“Waal,” retorted Mink, hardily, “I know she’d make it up with me enny minit I axed her.”

Doaks said nothing for a time. Then suddenly, “Waal, then, ef ye air layin’ off ter marry Lethe Sayles, whyn’t ye quit hangin’ round Elviry Crosby, an’ terrifyin’ Peter Rood out’n his boots? They’d hev been married afore now, ef ye hed lef’ ’em be.”

“Whyn’t she quit hangin’ round me, ye’d better say!” exclaimed Mink, with the flattered laugh of the lady-killer. “Laws-a-massy, I don’t want ter interfere with nobody. Let the gals go ’long an’ marry who they please,— an’ leave me alone!”

His manner implied, if they can! And he laughed once more.

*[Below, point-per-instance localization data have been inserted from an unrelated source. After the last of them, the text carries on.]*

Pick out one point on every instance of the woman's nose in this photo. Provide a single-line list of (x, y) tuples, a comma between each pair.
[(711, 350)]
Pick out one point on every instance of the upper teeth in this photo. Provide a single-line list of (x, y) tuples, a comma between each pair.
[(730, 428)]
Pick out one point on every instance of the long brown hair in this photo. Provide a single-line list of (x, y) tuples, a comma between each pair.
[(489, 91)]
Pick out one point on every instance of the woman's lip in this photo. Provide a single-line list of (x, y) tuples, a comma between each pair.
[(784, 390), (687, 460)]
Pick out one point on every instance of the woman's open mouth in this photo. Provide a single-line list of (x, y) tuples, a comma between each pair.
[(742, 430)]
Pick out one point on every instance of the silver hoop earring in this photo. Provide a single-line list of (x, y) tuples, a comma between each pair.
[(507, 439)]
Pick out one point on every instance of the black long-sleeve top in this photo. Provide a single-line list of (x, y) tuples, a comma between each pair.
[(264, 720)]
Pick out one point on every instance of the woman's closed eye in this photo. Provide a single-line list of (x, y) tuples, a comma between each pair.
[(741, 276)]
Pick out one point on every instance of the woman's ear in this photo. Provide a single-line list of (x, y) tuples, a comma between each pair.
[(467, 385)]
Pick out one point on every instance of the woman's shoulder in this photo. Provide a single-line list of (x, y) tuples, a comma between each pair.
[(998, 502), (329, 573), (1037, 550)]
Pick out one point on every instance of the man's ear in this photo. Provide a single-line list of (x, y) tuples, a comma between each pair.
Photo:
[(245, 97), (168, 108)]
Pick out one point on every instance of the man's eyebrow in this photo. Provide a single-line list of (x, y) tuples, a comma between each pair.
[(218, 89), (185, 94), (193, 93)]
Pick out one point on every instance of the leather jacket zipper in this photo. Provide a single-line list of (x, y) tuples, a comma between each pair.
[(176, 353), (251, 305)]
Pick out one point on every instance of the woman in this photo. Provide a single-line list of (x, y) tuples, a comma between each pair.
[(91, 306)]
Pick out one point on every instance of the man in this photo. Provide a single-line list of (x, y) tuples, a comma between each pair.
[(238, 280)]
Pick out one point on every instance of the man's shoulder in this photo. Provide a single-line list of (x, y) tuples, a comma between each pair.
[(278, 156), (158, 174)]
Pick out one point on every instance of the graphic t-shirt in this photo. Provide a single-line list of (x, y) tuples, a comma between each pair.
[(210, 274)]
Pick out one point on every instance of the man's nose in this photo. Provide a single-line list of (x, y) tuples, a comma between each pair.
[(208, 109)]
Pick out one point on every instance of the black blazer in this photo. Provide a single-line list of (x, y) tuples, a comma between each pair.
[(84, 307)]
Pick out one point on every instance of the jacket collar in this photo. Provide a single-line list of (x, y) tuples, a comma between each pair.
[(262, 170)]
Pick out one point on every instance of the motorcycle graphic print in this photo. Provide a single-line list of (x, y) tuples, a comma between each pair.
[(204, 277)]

Doaks glanced at him impatiently, and then turned his eyes away upon the landscape. Fascinations invisible to the casual gaze revealed themselves to him day by day. He had made discoveries. In some seeming indefiniteness of the horizon he had found the added beauty of distant heights, as if, while he looked, the softened outline of blue peaks, given to the sight of no other creature, were sketched into the picture. Once a sudden elusive silver glinting, imperceptible to eyes less trained to the minutiæ of these long distances, told him the secret source of some stream, unexplored to its head-waters in a dark and bosky ravine. Sometimes he distinguished a stump which he had never seen before in a collection of dead trees, girdled long ago, and standing among the corn upon so high and steep a slope that the slant justified the descriptive gibe of the region, “fields hung up to dry.” The sky too was his familiar; he noted the vague, silent shapes of the mist that came and went their unimagined ways. He watched the Olympian games of the clouds and the wind. He marked the lithe lengths of a meteor glance across the August heavens, like the elastic springing of a shining sword from its sheath. The moon looked to meet him, waiting at his tryst on the bald.

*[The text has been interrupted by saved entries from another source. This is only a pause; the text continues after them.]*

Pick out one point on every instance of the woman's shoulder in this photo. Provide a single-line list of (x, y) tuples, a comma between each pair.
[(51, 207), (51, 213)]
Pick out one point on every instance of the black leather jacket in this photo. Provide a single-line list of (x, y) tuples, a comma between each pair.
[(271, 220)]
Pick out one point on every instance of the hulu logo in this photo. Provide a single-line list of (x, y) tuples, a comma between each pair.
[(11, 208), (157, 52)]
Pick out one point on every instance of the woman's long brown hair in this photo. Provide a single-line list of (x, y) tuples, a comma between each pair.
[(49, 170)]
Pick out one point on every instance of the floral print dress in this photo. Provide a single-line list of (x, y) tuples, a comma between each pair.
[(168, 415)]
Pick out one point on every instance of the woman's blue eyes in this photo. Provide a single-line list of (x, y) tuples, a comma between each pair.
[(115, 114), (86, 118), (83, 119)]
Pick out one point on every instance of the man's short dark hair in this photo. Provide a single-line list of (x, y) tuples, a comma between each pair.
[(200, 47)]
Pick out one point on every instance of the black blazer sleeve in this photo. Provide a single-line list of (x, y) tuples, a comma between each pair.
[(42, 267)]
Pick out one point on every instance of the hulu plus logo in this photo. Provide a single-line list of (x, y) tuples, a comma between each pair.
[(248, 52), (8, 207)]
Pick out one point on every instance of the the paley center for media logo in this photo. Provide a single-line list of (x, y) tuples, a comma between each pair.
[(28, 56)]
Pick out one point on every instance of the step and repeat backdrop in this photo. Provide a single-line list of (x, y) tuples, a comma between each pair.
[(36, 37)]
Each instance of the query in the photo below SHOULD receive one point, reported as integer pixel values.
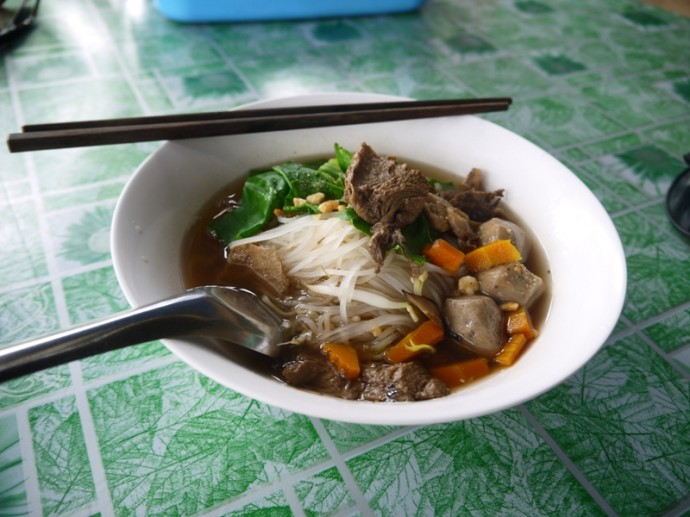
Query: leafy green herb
(262, 193)
(269, 189)
(417, 235)
(349, 214)
(343, 157)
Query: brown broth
(204, 261)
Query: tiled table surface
(605, 86)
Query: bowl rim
(362, 412)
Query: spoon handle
(180, 315)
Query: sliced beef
(400, 382)
(444, 217)
(511, 283)
(378, 382)
(264, 262)
(386, 194)
(476, 323)
(480, 205)
(311, 369)
(496, 229)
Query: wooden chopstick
(37, 137)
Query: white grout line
(26, 447)
(93, 452)
(567, 462)
(355, 492)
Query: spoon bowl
(227, 313)
(678, 200)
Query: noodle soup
(338, 297)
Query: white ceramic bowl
(582, 247)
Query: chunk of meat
(476, 323)
(445, 217)
(497, 229)
(478, 203)
(511, 283)
(378, 382)
(263, 261)
(311, 369)
(400, 382)
(386, 194)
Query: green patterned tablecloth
(604, 86)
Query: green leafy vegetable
(343, 157)
(265, 191)
(417, 235)
(349, 214)
(262, 193)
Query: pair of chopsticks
(37, 137)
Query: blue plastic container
(198, 11)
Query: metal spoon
(233, 314)
(678, 200)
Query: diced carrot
(510, 352)
(519, 322)
(344, 357)
(492, 254)
(462, 372)
(420, 339)
(443, 254)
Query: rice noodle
(345, 299)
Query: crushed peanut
(329, 206)
(468, 285)
(316, 198)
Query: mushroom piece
(497, 229)
(476, 323)
(511, 283)
(426, 306)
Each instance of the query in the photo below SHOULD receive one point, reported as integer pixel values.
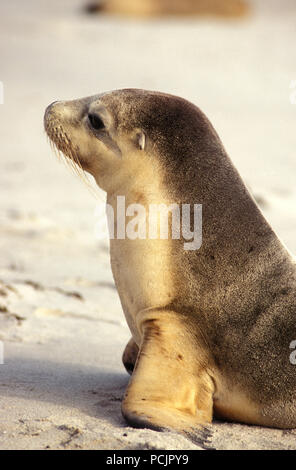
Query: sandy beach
(61, 321)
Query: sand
(61, 321)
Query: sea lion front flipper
(129, 356)
(170, 387)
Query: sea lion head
(115, 133)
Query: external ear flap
(141, 140)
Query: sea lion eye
(95, 121)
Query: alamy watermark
(293, 93)
(293, 353)
(157, 221)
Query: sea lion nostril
(95, 121)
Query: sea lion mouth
(62, 144)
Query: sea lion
(175, 8)
(211, 328)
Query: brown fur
(212, 326)
(152, 8)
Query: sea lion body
(211, 327)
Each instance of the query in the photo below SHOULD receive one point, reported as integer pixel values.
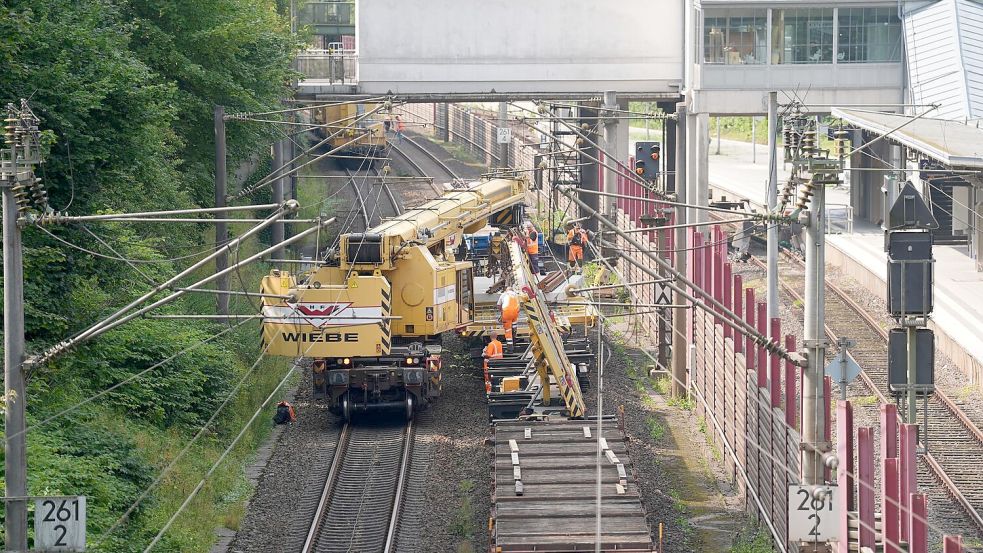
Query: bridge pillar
(616, 146)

He had become peculiarly sensitive to the electric conditions of the atmosphere, and was forewarned of the terrible storms that are wont to break on the crest of the great mountain.

Often Mink appealed to him as he did now, imputing a certain responsibility.

“Enny thunder in that thar cloud?” he demanded, with the surly distrust which accompanies the query, “Does your dog bite?”

“Naw; no thunder, nor rain nuther.”

“I’m powerful glad ter hear it, ’kase I don’t ’sociate with this hyar bald when thar’s enny lightning around.”